The best course of action is to communicate a lot. Here's why:
Communicate with the security researcher
Yes, I know, we security people tend to be harsh, quickly flagging a vulnerable project as "broken", "dangerous for your customers" or even "EPIC FAIL". That is, unfortunately, part of the folklore. But behind that, security researchers are often happy to help you fix the problem, so take advantage of that!
If you try to silence the researcher, you will not get any more bug reports, but your software will still be vulnerable. Worse, someone else will undoubtedly find the vulnerability, and may sell it to governments and/or criminals.

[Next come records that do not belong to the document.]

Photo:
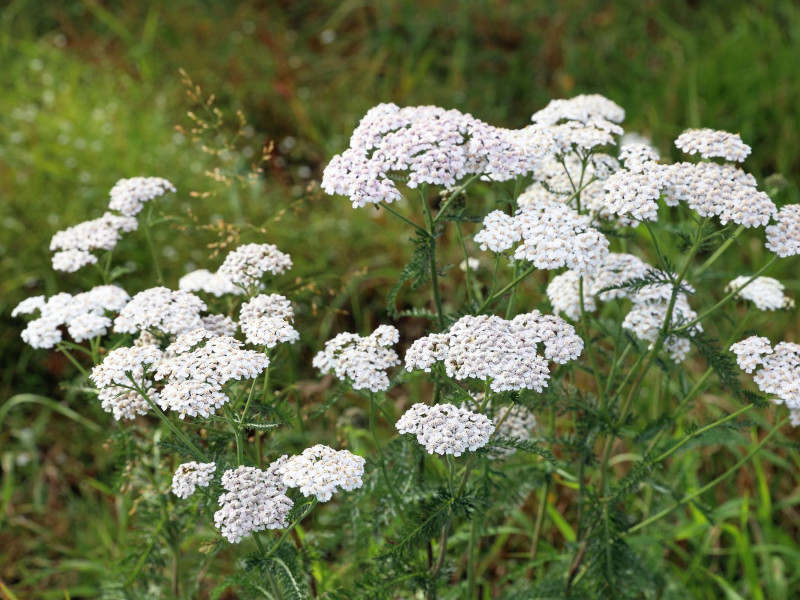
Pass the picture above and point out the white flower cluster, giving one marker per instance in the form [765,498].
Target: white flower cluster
[581,123]
[783,238]
[197,366]
[710,143]
[76,244]
[646,318]
[481,347]
[113,378]
[552,235]
[765,292]
[83,314]
[445,428]
[320,471]
[161,309]
[432,145]
[128,196]
[267,321]
[724,191]
[255,500]
[203,280]
[248,264]
[190,475]
[617,270]
[779,373]
[361,360]
[750,352]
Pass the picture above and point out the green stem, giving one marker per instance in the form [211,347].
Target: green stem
[374,431]
[405,219]
[712,259]
[726,298]
[178,433]
[689,497]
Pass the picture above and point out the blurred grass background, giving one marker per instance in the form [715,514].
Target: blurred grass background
[92,93]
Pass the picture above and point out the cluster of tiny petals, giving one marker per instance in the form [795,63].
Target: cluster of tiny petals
[783,238]
[750,352]
[710,143]
[646,318]
[197,366]
[128,196]
[266,320]
[765,292]
[779,374]
[85,315]
[363,361]
[73,246]
[551,235]
[221,325]
[159,308]
[189,476]
[248,264]
[429,145]
[320,471]
[481,347]
[586,108]
[724,191]
[255,500]
[635,193]
[203,280]
[445,428]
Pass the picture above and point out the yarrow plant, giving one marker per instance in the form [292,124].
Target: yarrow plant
[559,363]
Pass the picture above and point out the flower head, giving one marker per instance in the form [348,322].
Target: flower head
[191,475]
[320,471]
[445,428]
[255,500]
[361,360]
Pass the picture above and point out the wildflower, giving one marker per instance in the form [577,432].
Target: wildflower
[128,196]
[362,360]
[204,280]
[84,315]
[552,235]
[765,292]
[76,243]
[197,366]
[248,264]
[709,143]
[255,500]
[724,191]
[481,347]
[190,475]
[319,471]
[445,428]
[161,309]
[783,238]
[267,321]
[750,352]
[780,369]
[432,146]
[646,318]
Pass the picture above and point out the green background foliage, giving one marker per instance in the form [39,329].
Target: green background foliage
[92,93]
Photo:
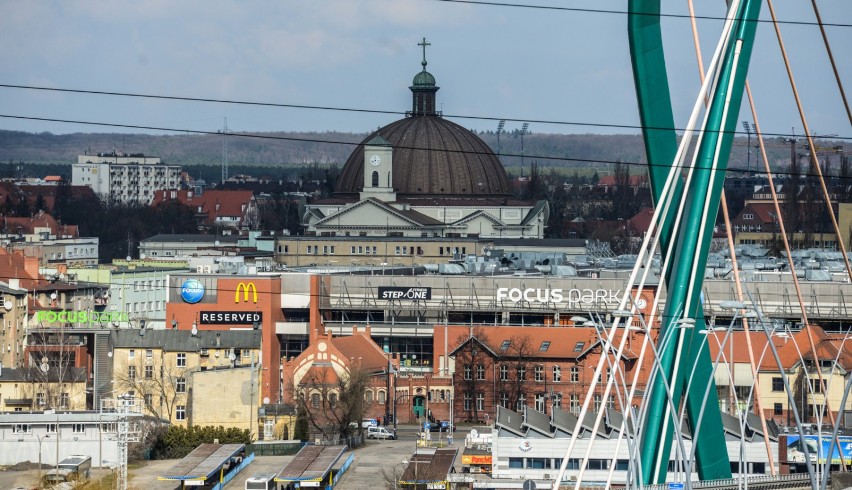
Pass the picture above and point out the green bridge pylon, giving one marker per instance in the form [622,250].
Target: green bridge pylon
[684,352]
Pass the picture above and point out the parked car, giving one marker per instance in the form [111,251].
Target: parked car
[379,433]
[439,426]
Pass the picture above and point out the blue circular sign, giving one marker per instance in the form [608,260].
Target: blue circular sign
[192,291]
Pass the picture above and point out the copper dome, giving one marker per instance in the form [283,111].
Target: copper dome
[432,157]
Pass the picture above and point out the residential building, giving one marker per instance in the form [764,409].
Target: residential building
[161,367]
[43,386]
[222,212]
[124,178]
[13,319]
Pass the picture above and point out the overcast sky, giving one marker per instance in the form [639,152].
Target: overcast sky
[490,61]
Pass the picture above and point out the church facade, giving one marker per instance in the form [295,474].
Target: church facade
[424,176]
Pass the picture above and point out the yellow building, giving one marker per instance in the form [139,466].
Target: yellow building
[173,372]
[26,389]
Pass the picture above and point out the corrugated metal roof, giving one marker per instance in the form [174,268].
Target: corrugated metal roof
[202,462]
[311,463]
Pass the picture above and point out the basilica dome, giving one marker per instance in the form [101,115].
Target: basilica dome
[432,157]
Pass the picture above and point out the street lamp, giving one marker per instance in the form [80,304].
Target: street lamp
[40,438]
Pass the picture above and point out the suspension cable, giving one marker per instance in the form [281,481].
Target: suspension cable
[831,58]
[734,265]
[816,165]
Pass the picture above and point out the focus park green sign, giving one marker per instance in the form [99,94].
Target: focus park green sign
[88,317]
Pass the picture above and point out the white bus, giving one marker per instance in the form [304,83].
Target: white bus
[261,481]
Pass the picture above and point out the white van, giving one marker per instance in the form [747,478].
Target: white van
[379,433]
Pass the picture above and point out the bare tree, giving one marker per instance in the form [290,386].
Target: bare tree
[333,403]
[161,386]
[517,357]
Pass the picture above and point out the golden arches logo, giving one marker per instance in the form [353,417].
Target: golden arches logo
[245,288]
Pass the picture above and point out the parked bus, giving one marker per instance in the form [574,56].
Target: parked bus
[261,481]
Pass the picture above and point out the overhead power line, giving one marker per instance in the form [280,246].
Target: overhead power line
[360,110]
[624,12]
[348,143]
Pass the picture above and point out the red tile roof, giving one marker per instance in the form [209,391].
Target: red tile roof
[214,204]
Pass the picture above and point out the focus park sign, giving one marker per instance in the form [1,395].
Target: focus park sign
[566,297]
[82,318]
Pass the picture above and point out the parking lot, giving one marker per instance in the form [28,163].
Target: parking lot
[365,472]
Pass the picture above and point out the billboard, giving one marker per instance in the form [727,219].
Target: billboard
[400,293]
[818,448]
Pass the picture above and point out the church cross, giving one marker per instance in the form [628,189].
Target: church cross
[424,44]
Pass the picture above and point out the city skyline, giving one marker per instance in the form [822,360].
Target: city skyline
[567,64]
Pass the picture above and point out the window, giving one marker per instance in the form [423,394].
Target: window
[504,400]
[777,384]
[539,402]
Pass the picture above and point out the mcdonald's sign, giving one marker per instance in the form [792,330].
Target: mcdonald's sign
[245,288]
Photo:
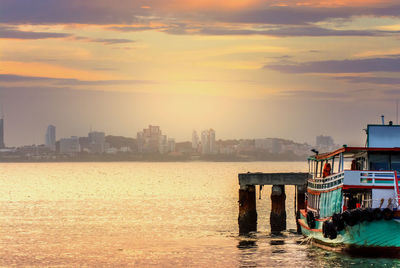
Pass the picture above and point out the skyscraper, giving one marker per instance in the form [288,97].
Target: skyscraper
[51,137]
[208,145]
[195,140]
[2,145]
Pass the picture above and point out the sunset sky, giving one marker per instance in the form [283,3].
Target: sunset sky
[247,68]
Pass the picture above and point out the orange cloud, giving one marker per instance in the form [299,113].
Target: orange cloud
[49,70]
[212,4]
[332,3]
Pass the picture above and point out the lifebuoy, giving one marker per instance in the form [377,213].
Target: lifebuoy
[324,229]
[327,170]
[332,233]
[338,221]
[387,214]
[377,214]
[367,214]
[310,220]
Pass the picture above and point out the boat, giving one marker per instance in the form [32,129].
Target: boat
[353,198]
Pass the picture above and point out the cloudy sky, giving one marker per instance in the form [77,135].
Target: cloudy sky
[248,68]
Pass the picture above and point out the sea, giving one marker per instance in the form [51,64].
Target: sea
[135,214]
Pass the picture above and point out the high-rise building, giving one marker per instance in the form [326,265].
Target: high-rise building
[324,141]
[195,140]
[208,145]
[213,148]
[2,145]
[70,145]
[149,139]
[51,137]
[96,141]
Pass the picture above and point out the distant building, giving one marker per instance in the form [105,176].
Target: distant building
[171,145]
[69,145]
[84,143]
[2,145]
[195,140]
[163,144]
[208,144]
[151,140]
[97,142]
[324,141]
[269,144]
[51,137]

Vulnerabilities are inevitable, like bugs. Even if you're very careful, people will still find ways to break your software. Be humble and accept them, they're one of the costs of writing software. The only thing that should be on your mind when you receive a security report is protecting your users. The rest is just ego and fear of failure.
So, be open, talk to security researchers, and make it easy for them to contact you (tips: create a page dedicated to security on your website, and provide a specific email for that).
Damage control of a public vulnerability
What do you do when you discover the weakness on the news/twitter/whatever?
Communicate. Now.
Contact the researchers, contact the journalists writing about it, the users whining about the issue, write on your blog, on twitter, on facebook, on IRC, and tell them this: "we know about the issue, we're looking into it, we're doing everything we can to fix it, and we'll update you as soon as it's fixed".
This will buy you a few hours or days to fix the issue. You can't say anything else, because you probably don't know enough about the problem to formulate the right opinion. What you should not say:
- "we've seen no report of this exploited in the wild", yet
- "as far as we know, the bug is not exploitable", but soon it will be
- "the issue happens on a test server, not in production" = "we assume that the researcher didn't also test on prod servers"
- "no worries, there's a warning on our website telling that it's beta software". Beta means people are using it.
Anything you could say in the few days you got might harm your project. Take it as an opportunity to cool your head, work on the vulnerability, test regressions, find other mitigations, and plan the new release.
Once it is done, publish the security report:
Warning your users
So, now, you fixed the vulnerability. You have to tell your users about it. As time passes, more and more people will learn about the issue, so they might as well get it from you.
You should have a specific webpage for security issues. You may fear that criminals might use it to attack your software or website. Don't worry, they don't need it, they have other ways to know about software weaknesses. This webpage is for your users. It has multiple purposes:
- showing that you handle security issues
- telling which versions someone should not use
- explaining how to fix some vulnerabilities if people cannot update
For each vulnerability, here is what you should display:
- the title (probably chosen by the researcher)
- the security researcher's name
- the CVE identifier
- the chain of events:
- day of report
- dates of back and forth emails with the researcher
- day of fix
- day of release (for software)
- day of deploy (for web apps)
- the affected versions (for software, not web apps)
- the affected components (maybe the issue only concerns specific parts of a library)
- how it can be exploited. You don't need to get into the details of the exploit.
- The target of the exploit. Be very exhaustive about the consequences. Does the attacker get access to my contacts list? Can he run code on my computer? etc.
- The mitigations. Telling to update to the latest version is not enough. Some users will not update right away, because they have their own constraints. Maybe they have a huge user base and can't update quickly. Maybe they rely on an old feature removed in the latest version. Maybe their users refuse to update because it could introduce regressions. What you should tell:
- which version is safe (new versions with the fix, but also old versions if the issue was introduced recently)
- if it's open source, which commit introduced the fix. That way, people managing their own internal versions of software can fix it quickly
- how to fix the issue without updating (example for a recent Skype bug). You can provide a quick fix, that will buy time for sysadmins and downstream developers to test, fix and deploy the new version.
Now that you have a good security report, contact again the security researchers, journalists and users, provide them with the report, and emphasize what users risked, and how they can fix it. You can now comment publicly about the issue, make a blog post, send emails to your users to tell them how much you worked to protect them. And don't forget the consecrated formule: "we take security very seriously and have taken measures to prevent this issue from happening ever again".